There are several ways to implement immersive audio, each with different computational and hardware needs. Calculation of the head-related transfer function (HRTF) is an important aspect of deploying immersive audio.
This FAQ begins by detailing what an HRTF is, looks at an open-source program for calculating HRTF, and then considers how cameras and inertial measurement units (IMUs) can be used to develop personalized HRTFs for augmented and virtual reality (AR/VR) environments.
An HRTF, also called a head shadow, characterizes how an ear receives sound. It’s a complex function that includes effects from the shape of the head, outer ear (pinna), ear canal, the size and shape of the nasal and oral cavities, and other factors.
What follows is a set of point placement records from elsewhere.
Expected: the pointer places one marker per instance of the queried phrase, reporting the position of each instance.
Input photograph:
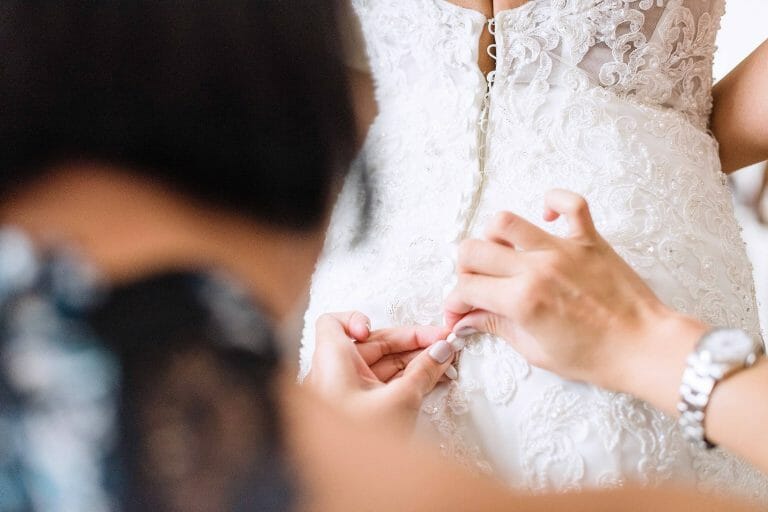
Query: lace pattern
(609, 98)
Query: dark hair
(241, 104)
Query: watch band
(704, 371)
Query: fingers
(425, 371)
(395, 340)
(335, 327)
(514, 231)
(559, 202)
(488, 258)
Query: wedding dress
(608, 98)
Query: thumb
(424, 372)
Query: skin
(760, 197)
(131, 227)
(574, 307)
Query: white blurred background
(744, 27)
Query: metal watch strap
(695, 391)
(699, 380)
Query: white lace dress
(609, 98)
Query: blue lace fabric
(155, 396)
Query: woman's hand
(569, 305)
(380, 375)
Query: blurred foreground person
(166, 171)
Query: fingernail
(456, 343)
(441, 351)
(465, 331)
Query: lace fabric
(609, 98)
(153, 396)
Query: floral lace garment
(155, 396)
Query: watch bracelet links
(695, 392)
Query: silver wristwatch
(717, 356)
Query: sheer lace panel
(658, 52)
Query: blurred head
(240, 106)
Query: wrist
(662, 345)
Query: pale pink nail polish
(465, 331)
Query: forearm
(737, 412)
(740, 116)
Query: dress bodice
(658, 52)
(608, 98)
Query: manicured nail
(456, 343)
(465, 331)
(441, 351)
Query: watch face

HRTFs are caused by a scattering process, and they can be numerically calculated by simulating how the sound field is scattered. It varies significantly from person to person and enables people to determine the point in space from which a sound originated. Calculating the HRTF is important to enable the development of immersive audio systems.
Matlab, Python, and C++
Developers of immersive audio systems can turn to Mesh2HRTF 1.x, an open-source and fully scriptable end-to-end pipeline for calculating HRTFs. 3D meshes of the listener’s head, pinna, and torso form the basis of the calculations that are performed with a boundary-element method coupled with multi-level fast multipole calculations. Input files can be mesh file formats like PLY, OBJ, and STL.
The program can simulate the sound field and calculate HRTFs for the entire audible frequency range using head and pinna meshes with over 100,000 triangular elements (Figure 1). The numerical core of Mesh2HRTF is written in C++. The program was developed for use in MATLAB and Python environments. The simulation computer (Linux, Mac, or Windows) should have at least 16 GB of RAM, but 32 GB or more is highly recommended. Mesh2HRTF 1.x code and releases are available on GitHub, and tutorials are available at Mesh2HRTF.org.
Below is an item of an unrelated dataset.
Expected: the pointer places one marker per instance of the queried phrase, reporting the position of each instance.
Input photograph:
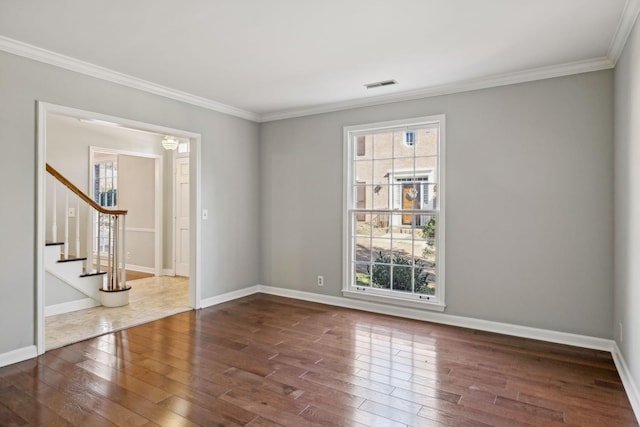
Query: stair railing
(115, 230)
Using computer vision to optimize sound
HRTF personalization is highly desirable to realize maximum performance. One technology available for personalization is the video camera. In one implementation, a camera feeding a computer vision algorithm can capture the 3D details of the environment, like the shape of the room and the geometry and sizes of various surfaces and objects. That information enables filters to be used to cancel the undesired environmental impact on the sound field.
That same vision system can be used to measure the listener’s body structure and position, enabling the calculation of a personalized HRTF. The use of video capture enables the listener to move around the room, and the HRTF and environmental filters can be updated in real time.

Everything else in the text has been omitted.